25. In this case, unlike Pohoretsky, where this was conceded, there was no search. The doctor simply collected the blood as it flowed from an open wound and it was later handed over by him to the police officer. It should be observed, however, that s. 8 of the Charter does not protect only against searches, or against seizures made in connection with searches. It protects against searches or seizures. As Errico Co. Ct. J. put it in Milton v. The Queen (1985), 16 C.R.R. 215, at p. 226: "The words are used disjunctively and although in instances it is a search and seizure that will be under scrutiny as was the situation in Southam, the Charter is worded so that a seizure simpliciter could offend against the section." See also R. v. Dzagic (1985), 16 C.R.R. 310 (Ont. H.C.), at p. 319.
26. As I see it, the essence of a seizure under s. 8 is the taking of a thing from a person by a public authority without that person's consent. That is what occurred in Pohoretsky, supra. The focus of the enquiry in that case was on the actual taking of the blood sample. But one must bear in mind why that was so. In Pohoretsky, the blood sample was taken at the request of the police officer. The taking of the blood sample, therefore, immediately triggered s. 8 scrutiny. Section 8 was designed to protect against actions by the state and its agents. Here too the focus of enquiry must be on the circumstances in which the police officer obtained the sample. However, the circumstances under which it was obtained by the doctor are by no means irrelevant.

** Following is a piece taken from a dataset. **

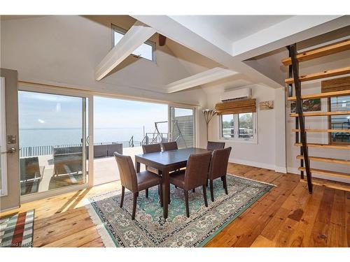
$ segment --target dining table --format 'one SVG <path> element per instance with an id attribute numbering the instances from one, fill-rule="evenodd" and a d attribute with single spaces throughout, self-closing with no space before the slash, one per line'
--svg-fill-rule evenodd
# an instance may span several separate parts
<path id="1" fill-rule="evenodd" d="M 169 196 L 170 184 L 169 182 L 171 172 L 184 168 L 187 165 L 188 158 L 191 154 L 204 153 L 211 151 L 203 148 L 188 147 L 175 150 L 162 151 L 155 153 L 148 153 L 135 155 L 135 169 L 140 172 L 140 164 L 150 166 L 158 169 L 162 175 L 163 215 L 168 217 Z"/>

27. There was no consent to the taking of the blood sample in this case; Mr. Dyment was unconscious at the time. But even if he had given his consent, I do not think that would have mattered if the consent was restricted to the use of the sample for medical purposes; see R. v. Griffin (1985), 22 C.R.R. 303 (Ont. Dist. Ct.) As I have attempted to indicate earlier, the use of a person's body without his consent to obtain information about him, invades an area of personal privacy essential to the maintenance of his human dignity.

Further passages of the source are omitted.